ОЛЬГА. Андрей, кажется, влюблен немножко.
ИРИНА. В одну здешнюю барышню.
МАША. Ах, как она одевается! Не то чтобы некрасиво, не модно, а просто жалко. Какая-то странная, яркая, желтоватая юбка с этакой пошленькой бахромой и красная кофточка. И щеки такие вымытые, вымытые! Андрей не влюблен – я не допускаю, все-таки у него вкус есть.
Не допускает!

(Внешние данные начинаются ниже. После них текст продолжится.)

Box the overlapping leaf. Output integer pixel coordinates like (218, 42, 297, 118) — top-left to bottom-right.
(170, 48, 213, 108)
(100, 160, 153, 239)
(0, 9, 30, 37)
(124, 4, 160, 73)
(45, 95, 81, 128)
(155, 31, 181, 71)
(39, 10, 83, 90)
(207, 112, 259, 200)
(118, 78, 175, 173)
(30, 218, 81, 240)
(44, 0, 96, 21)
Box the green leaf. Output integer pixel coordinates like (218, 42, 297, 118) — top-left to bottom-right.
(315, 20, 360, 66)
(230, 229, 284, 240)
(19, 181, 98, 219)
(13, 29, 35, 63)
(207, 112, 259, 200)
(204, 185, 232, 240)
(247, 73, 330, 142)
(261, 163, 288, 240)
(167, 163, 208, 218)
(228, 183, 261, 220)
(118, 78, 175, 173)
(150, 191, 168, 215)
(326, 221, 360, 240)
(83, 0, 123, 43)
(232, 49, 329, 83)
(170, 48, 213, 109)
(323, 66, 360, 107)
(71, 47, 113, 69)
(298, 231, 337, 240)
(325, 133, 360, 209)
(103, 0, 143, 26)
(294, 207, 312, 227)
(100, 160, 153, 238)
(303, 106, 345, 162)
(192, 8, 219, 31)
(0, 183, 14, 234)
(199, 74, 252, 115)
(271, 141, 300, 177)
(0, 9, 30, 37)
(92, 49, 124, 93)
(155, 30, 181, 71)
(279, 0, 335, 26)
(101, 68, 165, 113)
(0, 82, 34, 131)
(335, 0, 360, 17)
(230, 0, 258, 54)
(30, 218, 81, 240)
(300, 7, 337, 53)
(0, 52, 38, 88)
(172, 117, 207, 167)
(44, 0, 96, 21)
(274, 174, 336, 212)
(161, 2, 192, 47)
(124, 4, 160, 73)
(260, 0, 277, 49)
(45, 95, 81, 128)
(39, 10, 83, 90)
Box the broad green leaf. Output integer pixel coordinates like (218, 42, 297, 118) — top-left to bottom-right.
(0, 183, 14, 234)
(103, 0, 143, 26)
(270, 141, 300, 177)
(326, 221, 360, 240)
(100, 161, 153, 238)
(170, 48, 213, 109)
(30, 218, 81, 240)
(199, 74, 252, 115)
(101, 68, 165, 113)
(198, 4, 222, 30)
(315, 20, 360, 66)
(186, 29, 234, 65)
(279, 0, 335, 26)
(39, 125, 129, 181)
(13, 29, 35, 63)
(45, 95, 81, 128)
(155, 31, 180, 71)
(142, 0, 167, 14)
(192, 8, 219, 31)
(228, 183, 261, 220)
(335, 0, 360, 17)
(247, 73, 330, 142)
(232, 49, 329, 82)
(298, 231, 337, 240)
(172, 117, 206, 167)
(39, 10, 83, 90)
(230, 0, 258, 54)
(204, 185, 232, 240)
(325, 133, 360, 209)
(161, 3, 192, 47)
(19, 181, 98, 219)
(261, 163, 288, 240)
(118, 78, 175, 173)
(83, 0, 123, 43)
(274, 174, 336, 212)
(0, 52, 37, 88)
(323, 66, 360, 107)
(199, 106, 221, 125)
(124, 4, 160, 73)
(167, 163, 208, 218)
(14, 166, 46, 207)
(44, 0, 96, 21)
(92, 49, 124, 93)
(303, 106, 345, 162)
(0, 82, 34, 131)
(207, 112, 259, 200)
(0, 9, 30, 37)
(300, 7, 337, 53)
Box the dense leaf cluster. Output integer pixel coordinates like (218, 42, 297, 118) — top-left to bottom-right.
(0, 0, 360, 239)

А скоро эта «здешняя» – единственная местная во всей пьесе! – выживет Ирину из ее комнаты.
* Злоба дня, злободневность есть, а доброты дня, доброднев-ности – нет. Почему?

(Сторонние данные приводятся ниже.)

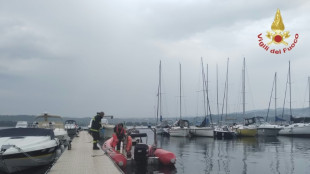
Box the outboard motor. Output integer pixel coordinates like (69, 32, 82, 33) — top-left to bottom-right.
(134, 143, 149, 164)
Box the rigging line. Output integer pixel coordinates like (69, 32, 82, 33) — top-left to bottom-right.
(266, 73, 276, 122)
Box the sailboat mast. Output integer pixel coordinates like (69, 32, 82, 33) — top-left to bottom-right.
(156, 61, 161, 125)
(289, 61, 292, 117)
(179, 63, 182, 119)
(201, 58, 207, 118)
(308, 76, 310, 115)
(206, 64, 209, 117)
(242, 58, 246, 117)
(275, 72, 277, 118)
(226, 58, 229, 119)
(216, 64, 219, 116)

НАТАША. Кстати, милая, я хотела тебе сказать, да все то тебя нет, то мне некогда… Бобику в теперешней детской, мне кажется, холодно и сыро. А твоя комната такая хорошая для ребенка. Милая, родная, переберись пока к Оле!
ИРИНА (не понимая). Куда?
Чего тут не понять? Мешаешь.
В следующем действии Наташа возьмется за восьмидесятидвухлетнюю няньку.
АНФИСА. Я тружусь, работаю… Слаба стану, все скажут: пошла! А куда я пойду? Куда? Восемьдесят лет. Восемьдесят второй год…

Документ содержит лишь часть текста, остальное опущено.